If relationship matters more than performance, initiative, and capability, how does any new provider of anything crack the $1.4 billion taxpayer budget we oversee? How do we better broaden our base of business to minority-owned firms? How do verify that we’re getting the most value from our vendors. How do we innovate?
Let’s be clear again: I’m tough on staff from time to time. But they did their jobs here, in every way that I can see. This is entirely the doing of the long-term incumbent “experienced” elected board members. They made the call, overruling everybody and wasting everybody’s time and taxpayer money. That’s why we need to replace the three that are up for re-election in 2018.
Government and business
Here is the video of the work session. The financial advisor discussion starts at about 39:00. You can hear the long-term incumbent board members give their positions starting about 54:00. You can hear me express my bafflement at about 59:20.
You should watch the video all the way through and listen to Kay Fields, Hazel Sellers, Tim Harris, and the chronically absent Lori Cunningham (she texted in her point-of-view) say ¯\_(ツ)_/¯ to this committee of community members donating their taxpayer time to us. In fairness, Hazel, who is a very nice person, sort of indicated she might be open to following the RFQ findings. So this might not be a totally done deal. But it felt done in the moment.

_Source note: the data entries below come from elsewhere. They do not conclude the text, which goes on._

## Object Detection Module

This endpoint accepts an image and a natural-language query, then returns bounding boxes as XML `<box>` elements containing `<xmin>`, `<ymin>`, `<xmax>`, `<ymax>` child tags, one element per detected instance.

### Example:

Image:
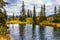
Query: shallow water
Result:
<box><xmin>9</xmin><ymin>24</ymin><xmax>60</xmax><ymax>40</ymax></box>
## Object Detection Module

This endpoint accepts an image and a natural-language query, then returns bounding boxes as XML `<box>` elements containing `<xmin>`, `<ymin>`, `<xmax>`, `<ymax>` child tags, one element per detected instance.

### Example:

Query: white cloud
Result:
<box><xmin>5</xmin><ymin>0</ymin><xmax>60</xmax><ymax>14</ymax></box>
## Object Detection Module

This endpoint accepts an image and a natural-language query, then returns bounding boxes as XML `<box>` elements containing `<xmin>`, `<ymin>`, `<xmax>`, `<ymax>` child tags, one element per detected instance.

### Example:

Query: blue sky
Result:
<box><xmin>4</xmin><ymin>0</ymin><xmax>60</xmax><ymax>16</ymax></box>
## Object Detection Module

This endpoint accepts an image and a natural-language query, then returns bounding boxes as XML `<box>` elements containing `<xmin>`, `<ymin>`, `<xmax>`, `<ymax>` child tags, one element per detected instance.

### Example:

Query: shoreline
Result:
<box><xmin>0</xmin><ymin>34</ymin><xmax>14</xmax><ymax>40</ymax></box>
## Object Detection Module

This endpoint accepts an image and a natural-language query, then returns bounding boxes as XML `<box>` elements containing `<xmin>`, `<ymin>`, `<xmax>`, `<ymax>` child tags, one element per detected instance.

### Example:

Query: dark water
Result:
<box><xmin>9</xmin><ymin>24</ymin><xmax>60</xmax><ymax>40</ymax></box>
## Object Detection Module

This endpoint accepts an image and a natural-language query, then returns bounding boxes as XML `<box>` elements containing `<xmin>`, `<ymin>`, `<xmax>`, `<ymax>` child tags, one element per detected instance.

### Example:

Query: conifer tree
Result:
<box><xmin>53</xmin><ymin>6</ymin><xmax>57</xmax><ymax>22</ymax></box>
<box><xmin>27</xmin><ymin>9</ymin><xmax>30</xmax><ymax>17</ymax></box>
<box><xmin>30</xmin><ymin>10</ymin><xmax>32</xmax><ymax>18</ymax></box>
<box><xmin>33</xmin><ymin>6</ymin><xmax>36</xmax><ymax>24</ymax></box>
<box><xmin>20</xmin><ymin>2</ymin><xmax>26</xmax><ymax>21</ymax></box>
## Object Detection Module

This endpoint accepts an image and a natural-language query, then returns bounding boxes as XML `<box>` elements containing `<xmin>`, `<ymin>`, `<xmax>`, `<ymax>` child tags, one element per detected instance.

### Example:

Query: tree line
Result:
<box><xmin>19</xmin><ymin>2</ymin><xmax>46</xmax><ymax>23</ymax></box>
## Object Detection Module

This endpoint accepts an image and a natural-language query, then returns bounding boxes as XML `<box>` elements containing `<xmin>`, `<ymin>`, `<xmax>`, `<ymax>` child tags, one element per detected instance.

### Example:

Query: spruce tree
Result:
<box><xmin>30</xmin><ymin>10</ymin><xmax>32</xmax><ymax>18</ymax></box>
<box><xmin>53</xmin><ymin>6</ymin><xmax>57</xmax><ymax>22</ymax></box>
<box><xmin>33</xmin><ymin>6</ymin><xmax>36</xmax><ymax>24</ymax></box>
<box><xmin>27</xmin><ymin>9</ymin><xmax>30</xmax><ymax>17</ymax></box>
<box><xmin>20</xmin><ymin>2</ymin><xmax>26</xmax><ymax>21</ymax></box>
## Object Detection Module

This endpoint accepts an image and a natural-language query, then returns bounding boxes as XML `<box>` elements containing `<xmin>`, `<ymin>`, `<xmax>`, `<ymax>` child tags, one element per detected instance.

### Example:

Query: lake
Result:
<box><xmin>9</xmin><ymin>24</ymin><xmax>60</xmax><ymax>40</ymax></box>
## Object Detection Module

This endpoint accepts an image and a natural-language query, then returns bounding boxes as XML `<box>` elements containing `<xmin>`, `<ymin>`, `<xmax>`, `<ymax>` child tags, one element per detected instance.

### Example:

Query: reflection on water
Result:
<box><xmin>9</xmin><ymin>24</ymin><xmax>60</xmax><ymax>40</ymax></box>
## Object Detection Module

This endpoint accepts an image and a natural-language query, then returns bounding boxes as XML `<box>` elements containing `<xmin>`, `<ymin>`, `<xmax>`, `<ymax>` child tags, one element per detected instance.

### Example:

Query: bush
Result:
<box><xmin>0</xmin><ymin>26</ymin><xmax>7</xmax><ymax>35</ymax></box>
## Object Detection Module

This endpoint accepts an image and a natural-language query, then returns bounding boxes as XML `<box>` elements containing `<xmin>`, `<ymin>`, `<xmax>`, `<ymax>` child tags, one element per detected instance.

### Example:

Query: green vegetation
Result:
<box><xmin>0</xmin><ymin>0</ymin><xmax>7</xmax><ymax>35</ymax></box>
<box><xmin>33</xmin><ymin>6</ymin><xmax>36</xmax><ymax>24</ymax></box>
<box><xmin>0</xmin><ymin>26</ymin><xmax>8</xmax><ymax>35</ymax></box>
<box><xmin>19</xmin><ymin>2</ymin><xmax>26</xmax><ymax>21</ymax></box>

And you should watch me react. Watch my body language. I was incredulous. I thought this board had exhausted its capacity to shock me. I was wrong.
As I said at time:
“Nobody is entitled to business. This is a competitive process. I thank the staff for bringing things forward. I don’t have a dog in this fight. I don’t know either of these [firms]…..We asked these nice people to evaluate both. They gave us a number. We’ve got way too many we’ve done this for years and years and years and years and years and years and years and years and years and years and years and years and years here…
…This seems like common sense governance. Let people compete for the public’s money…I’m baffled that this even controversial.”
There’s an old trope about running government like a business. Government isn’t a business. It does not aim to make profit for owners and shareholders. It aims to provide public service effectively and efficiently. Those are different missions. But many of the same principles of management do apply. And it’s always darkly amusing how often “run government like a business” people ignore their own lame talking points. Perhaps it takes a supposed liberal to remind them what “running government like a business,” not a special club, looks like.
Until we all make them remember, all I can say to you is what I said to the committee members at the end — with a ¯\_(ツ)_/¯.
“Sorry for wasting your time, fellas. I don’t know what to say.”